Sedangkan mitologi yang hidup di tengah masyarakat
mempengaruhi cara pemimpin local memimpin.
Di alam pemikiran Melayu Jambi, pemimpin kemudian
ditempatkan sebagai symbol pohon beringin. Seloko “Pohon gedang di tengah dusun. pohonnya rindang. Akar tempat besilo.
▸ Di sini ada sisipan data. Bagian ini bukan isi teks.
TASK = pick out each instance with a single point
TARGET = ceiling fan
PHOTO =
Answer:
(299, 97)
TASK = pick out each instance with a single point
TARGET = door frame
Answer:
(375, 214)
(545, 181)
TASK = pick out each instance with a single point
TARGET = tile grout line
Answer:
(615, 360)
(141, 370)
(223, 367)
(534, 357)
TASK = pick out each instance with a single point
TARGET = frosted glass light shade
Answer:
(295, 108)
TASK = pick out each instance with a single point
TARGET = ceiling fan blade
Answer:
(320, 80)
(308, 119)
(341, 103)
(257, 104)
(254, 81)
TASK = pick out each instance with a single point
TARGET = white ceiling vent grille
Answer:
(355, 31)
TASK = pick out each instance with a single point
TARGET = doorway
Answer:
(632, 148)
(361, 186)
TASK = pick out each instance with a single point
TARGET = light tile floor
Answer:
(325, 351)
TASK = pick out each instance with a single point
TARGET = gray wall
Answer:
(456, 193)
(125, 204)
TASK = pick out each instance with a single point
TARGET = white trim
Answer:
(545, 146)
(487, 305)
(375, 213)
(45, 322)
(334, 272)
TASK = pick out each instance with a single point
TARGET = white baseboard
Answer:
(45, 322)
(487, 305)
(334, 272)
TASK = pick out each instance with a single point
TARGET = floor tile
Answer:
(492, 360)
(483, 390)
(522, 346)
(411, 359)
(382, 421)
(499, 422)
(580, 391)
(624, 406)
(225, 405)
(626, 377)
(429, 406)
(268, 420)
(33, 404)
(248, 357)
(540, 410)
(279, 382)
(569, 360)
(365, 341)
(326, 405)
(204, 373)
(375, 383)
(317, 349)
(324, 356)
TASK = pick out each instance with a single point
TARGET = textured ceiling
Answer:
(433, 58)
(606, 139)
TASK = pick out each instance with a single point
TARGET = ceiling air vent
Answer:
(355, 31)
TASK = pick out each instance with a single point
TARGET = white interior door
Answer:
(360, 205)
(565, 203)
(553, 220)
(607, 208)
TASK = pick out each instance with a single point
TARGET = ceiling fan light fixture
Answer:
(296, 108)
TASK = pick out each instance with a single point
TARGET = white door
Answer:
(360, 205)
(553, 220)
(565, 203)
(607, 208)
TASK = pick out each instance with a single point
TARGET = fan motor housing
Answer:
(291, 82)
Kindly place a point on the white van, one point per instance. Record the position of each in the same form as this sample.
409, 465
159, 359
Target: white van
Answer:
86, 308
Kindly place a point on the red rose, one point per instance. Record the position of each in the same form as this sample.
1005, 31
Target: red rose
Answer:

Dihormati “didahulukan selangkah.
Dilebihkan sekato. Atau “tempat pegi
betanyo. Tempat balek becerito”. Yang berhak untuk memutih
menghitamkam, Yang memakan habis, memancung putus, dipapan jangan berentak,
diduri jangan menginjek.
Penghormatan kepada pemimpin
disebutkan “Alam sekato Rajo, Negeri
sekato Bathin. Atau Alam berajo, rantau bejenang, kampung betuo, negeri
bernenek mamak. Atau “Luak Sekato Penghulu, Kampung Sekato Tuo, Alam sekato
Rajo, Rantau Sekato Jenang, Negeri sekato nenek moyang.
Alam juga mengabarkan
pemimpin yang lalim sebagaimana ujaran “Rajo
alim, Rajo disembah, Rajo lalim, Rajo disanggah”. Jatuh
dipemanjat. Jatuh
di perenang
Dan pemimpin yang baik dapat
dilihat “negeri aman padi menjadi, airnyo
bening ikannyo jinak, rumput mudo kebaunyo gepuk, bumi senang padi menjadi,
padi masak rumpit mengupih, timun mengurak bungo tebu, menyintak ruas terung
ayun mengayun, cabe bagai bintang timur, keayek titik keno, kedarat durian
guguu.
Begitu juga
dengan alam pemikiran berbagai daerah. Hubungan batin antara pemimpin dengan
pola relasi dengan masyarakat juga menggambarkan pemikiran dan tindakan dari
pemimpin.
Tentu saja
masih banyak cerita dari berbagai daerah yang bisa kita ketengahan untuk
memotret gaya kepemimpinan. Dengan memotret berbagai ramuan dengan mudah kita
bisa memahami karakter dan gaya kepemimpinan.
Inilah yang
memperkaya pengetahuan tentang kepemimpinan di Indonesia. Sehingga tidak salah
kemudian saya lebih suka memberikan makna “rasa
Indonesia” didalam melihat gaya kepemimpinan di Indonesia.